I just saw on the news that a 53 year old woman from Massachusetts won $758.7 million dollars in the Powerball. I watched her interview and she said she was scared, but would be OK. She has already quit her job too. Her reaction was not surprising. She did seem genuinely frightened about the prospect of how her life would change. She said she wanted to just be alone and relax and rest. And think. I can’t imagine that if I won that kind of money I’d be able to STOP thinking.
Haven’t we all played in that dreamland? “If I ever win the lottery, I’m going to…” But I won’t ever win because I don’t ever play. Yet I have entertained that thought on more than one occasion. There are always the materialistic indulgences that come to mind like appliances, new floors, etc. And then of course the charity work that could be done. Where to even begin in helping others! And I admit that my dreams do most often include a rescue farm for dogs where I spend my days in glory. Although different, I’m sure you have a list too tucked in the corner of your mind.
But after I watched the segment, I said a prayer for her. The winner’s life will never be the same after today. She is no longer anonymous or interdependent with her community. She has now become a wealthy, sought after target with a whole new unfamiliar set of problems. So my prayer was sincere that she comes out of this in a good way, blessed by this happy(?) accident.

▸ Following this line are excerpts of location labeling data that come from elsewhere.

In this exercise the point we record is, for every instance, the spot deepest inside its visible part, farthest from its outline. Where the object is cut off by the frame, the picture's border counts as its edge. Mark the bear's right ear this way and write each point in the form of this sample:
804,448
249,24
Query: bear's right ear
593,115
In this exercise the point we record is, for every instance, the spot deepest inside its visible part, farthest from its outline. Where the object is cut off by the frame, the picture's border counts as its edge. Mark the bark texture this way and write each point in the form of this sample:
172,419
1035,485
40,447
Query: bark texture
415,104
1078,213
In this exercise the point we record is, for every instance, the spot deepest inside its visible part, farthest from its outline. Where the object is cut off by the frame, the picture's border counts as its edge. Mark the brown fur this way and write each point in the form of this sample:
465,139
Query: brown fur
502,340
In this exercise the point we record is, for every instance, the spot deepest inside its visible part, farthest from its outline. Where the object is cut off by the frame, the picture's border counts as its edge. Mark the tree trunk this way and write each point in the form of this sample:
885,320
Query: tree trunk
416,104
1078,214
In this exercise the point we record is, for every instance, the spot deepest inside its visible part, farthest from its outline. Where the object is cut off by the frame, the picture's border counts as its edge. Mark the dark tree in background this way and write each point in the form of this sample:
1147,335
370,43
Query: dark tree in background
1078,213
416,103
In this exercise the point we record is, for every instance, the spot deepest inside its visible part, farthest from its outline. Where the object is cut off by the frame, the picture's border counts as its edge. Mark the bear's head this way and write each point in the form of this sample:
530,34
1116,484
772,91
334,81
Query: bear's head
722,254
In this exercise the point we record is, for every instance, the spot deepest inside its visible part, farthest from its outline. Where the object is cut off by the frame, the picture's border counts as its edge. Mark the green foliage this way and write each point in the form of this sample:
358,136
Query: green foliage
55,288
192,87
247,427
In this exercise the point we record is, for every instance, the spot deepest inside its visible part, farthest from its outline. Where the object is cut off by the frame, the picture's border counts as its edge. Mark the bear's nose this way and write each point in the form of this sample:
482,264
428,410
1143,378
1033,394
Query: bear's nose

Because really, isn’t the purpose of life to be content in need and in plenty? We often think it would be great to win the lottery, but it is no different than being in need. There are plenty of opportunities to worry and feel uncertain.
Paul wrote in Philippians 4:11-13, “I have learned in whatever situation I am to be content. I know how to be brought low, and I know how to abound. In any and every circumstance, I have learned the secret of facing plenty and hunger, abundance and need. I can do all things through him who strengthens me.”
Therein lays the key, the source of our contentment.
Paul continued that thought in his first letter to Timothy 6:6-8 when he said, “Now there is great gain in godliness with contentment, for we brought nothing into the world, and we cannot take anything out of the world. But if we have food and clothing, with these we will be content.”
All that we have or don’t have in this world is due not to what we have brought into it and there is nothing that when we die, we will take with us. Yet each day we eat, have clothes, shelter, relationships. So maybe we haven’t won the Powerball, but as far as I’m concerned, I’m content with what the Lord has blessed me with. He is the source of my contentment!